So you might be arguing with the wrong person if you want to pull culinary technicalities. When I open my copy of Escoffier Le Guide Culinaire to page 498 I find Potatoes listed in the vegetables section
But wait, let me check my copy of Jaques Pepins Complete Techniques ah, okay, on page 323 he describes potatoes as "a versatile vegetable".
Maybe The Joy of Cooking? Ah, here, on page 245, under vegetables, and a root vegetable puree recipe featuring potatoes. Fascinating...
I'm afraid I don't have a copy of the CIA textbook currently though I'm fixing that soon, and my Japanese cooking technique textbooks don't specifically categorize potatoes. Want me to get back to you when I can borrow a copy of Modernist Cuisine from my chef friend?
Even the meme in the OP is about nutrition and is being tongue in cheek by stretching the definition of vegetable to potatoes. That's literally the joke...
My comment on the OP was addressing nutrition, obviously.
See this is why you're arguing with everyone and coming across as (at best) a troll --- you've defined your position to be correct, which of course means in your world you cannot possibly be wrong.
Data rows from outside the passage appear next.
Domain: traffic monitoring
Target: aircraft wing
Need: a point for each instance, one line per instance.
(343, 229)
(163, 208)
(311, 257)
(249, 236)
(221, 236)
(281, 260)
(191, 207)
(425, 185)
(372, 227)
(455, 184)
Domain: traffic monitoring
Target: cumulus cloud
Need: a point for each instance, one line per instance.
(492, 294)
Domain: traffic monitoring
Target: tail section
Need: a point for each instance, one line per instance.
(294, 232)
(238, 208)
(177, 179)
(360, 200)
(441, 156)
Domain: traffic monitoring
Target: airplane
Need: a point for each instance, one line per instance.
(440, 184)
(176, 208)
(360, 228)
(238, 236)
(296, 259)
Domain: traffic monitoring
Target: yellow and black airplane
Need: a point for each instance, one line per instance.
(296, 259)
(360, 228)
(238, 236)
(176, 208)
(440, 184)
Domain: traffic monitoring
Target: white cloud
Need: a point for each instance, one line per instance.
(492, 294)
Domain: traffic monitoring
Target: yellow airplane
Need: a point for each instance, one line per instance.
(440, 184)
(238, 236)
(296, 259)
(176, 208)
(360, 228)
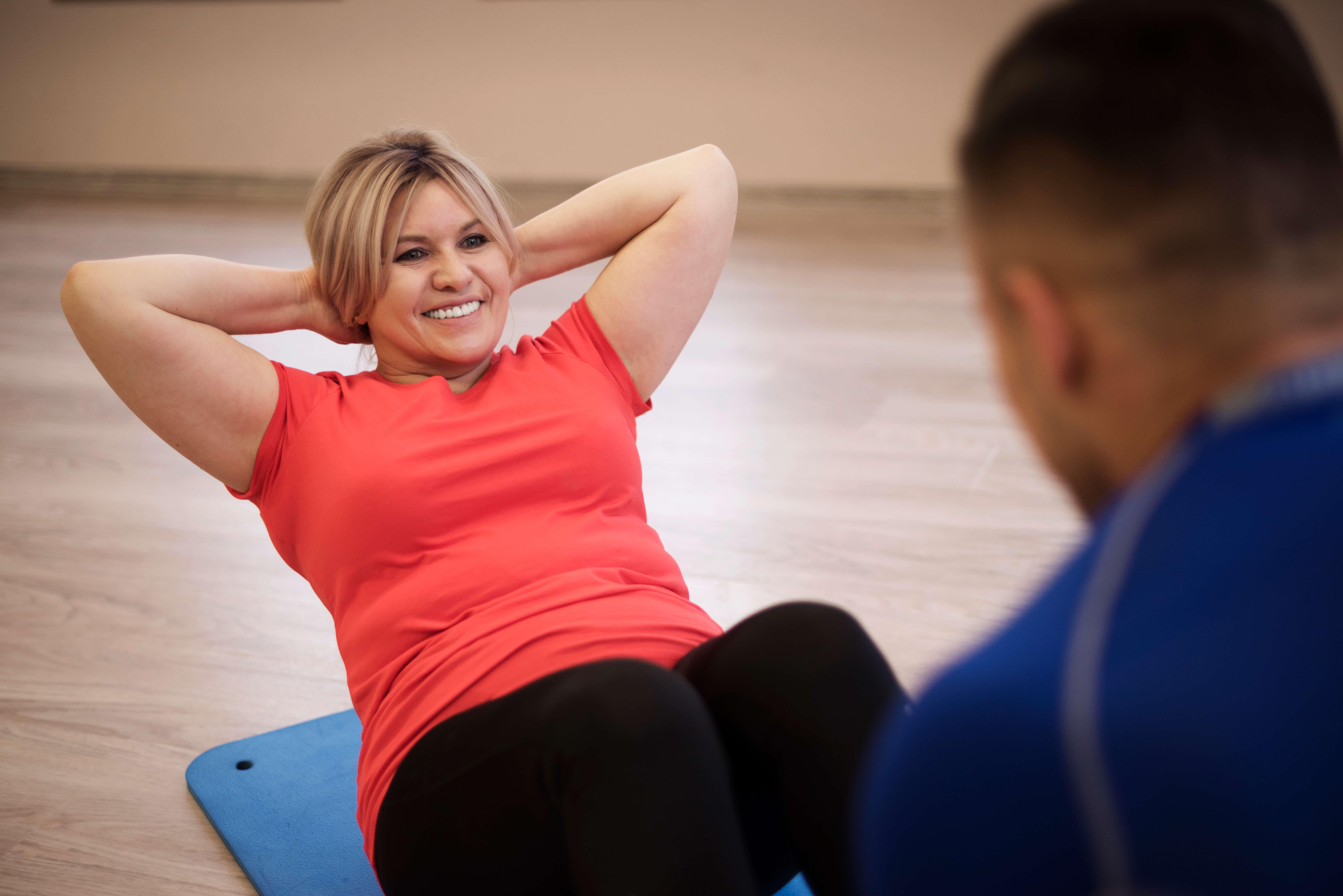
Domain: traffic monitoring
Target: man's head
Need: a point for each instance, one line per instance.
(1154, 195)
I was only referencing that as evidence that my comments have always been in the context of nutrition, in response to being wrongly accused of moving the goalpost when the other commenter's argument fell apart.
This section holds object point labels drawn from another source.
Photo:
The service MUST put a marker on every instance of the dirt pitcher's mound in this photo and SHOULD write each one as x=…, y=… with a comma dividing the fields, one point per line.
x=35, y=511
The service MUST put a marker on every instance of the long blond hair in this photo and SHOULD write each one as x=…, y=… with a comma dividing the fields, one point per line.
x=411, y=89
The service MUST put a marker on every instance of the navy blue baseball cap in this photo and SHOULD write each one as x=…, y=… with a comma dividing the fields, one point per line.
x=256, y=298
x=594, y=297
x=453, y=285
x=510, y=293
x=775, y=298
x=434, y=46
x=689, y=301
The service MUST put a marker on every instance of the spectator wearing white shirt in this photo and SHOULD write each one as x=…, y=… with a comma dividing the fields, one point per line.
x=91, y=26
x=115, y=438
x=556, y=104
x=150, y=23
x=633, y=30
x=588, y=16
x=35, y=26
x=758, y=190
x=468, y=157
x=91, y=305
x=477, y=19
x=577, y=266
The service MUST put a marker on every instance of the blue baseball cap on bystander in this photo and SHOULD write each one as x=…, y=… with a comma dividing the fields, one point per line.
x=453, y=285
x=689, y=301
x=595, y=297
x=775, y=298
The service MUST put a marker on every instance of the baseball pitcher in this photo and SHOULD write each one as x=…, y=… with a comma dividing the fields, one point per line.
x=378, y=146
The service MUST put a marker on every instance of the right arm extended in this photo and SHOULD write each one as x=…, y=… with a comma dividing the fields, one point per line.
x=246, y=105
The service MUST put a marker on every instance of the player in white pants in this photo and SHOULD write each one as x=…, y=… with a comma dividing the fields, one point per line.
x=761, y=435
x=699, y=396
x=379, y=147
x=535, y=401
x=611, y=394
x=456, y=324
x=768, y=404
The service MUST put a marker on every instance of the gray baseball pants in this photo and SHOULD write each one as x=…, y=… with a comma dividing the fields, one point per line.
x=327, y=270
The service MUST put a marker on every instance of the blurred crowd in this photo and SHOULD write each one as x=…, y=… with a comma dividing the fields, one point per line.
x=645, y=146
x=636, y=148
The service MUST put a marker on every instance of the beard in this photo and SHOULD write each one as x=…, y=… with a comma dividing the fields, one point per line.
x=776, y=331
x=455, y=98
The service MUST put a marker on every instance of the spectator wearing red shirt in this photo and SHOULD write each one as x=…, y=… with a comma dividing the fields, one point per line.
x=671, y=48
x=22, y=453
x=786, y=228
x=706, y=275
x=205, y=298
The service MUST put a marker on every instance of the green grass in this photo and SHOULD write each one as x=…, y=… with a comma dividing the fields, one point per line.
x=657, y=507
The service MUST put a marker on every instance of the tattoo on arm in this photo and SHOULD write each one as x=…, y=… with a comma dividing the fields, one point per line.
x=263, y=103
If you eat a baked potato, have you eaten a daily serving of vegetables? Yes or no? I'm literally just correct
I mean you could eat a pizza and eat your daily serving of vegetables, but despite the memes from 10 years ago I don't think anyone would seriously consider a pizza to be a vegetable.
You could also just take vitamins and fiber supplements and do the same thing. If you drink a smoothie of multivitamins and metamucil, have you eaten your daily serving of vegetables?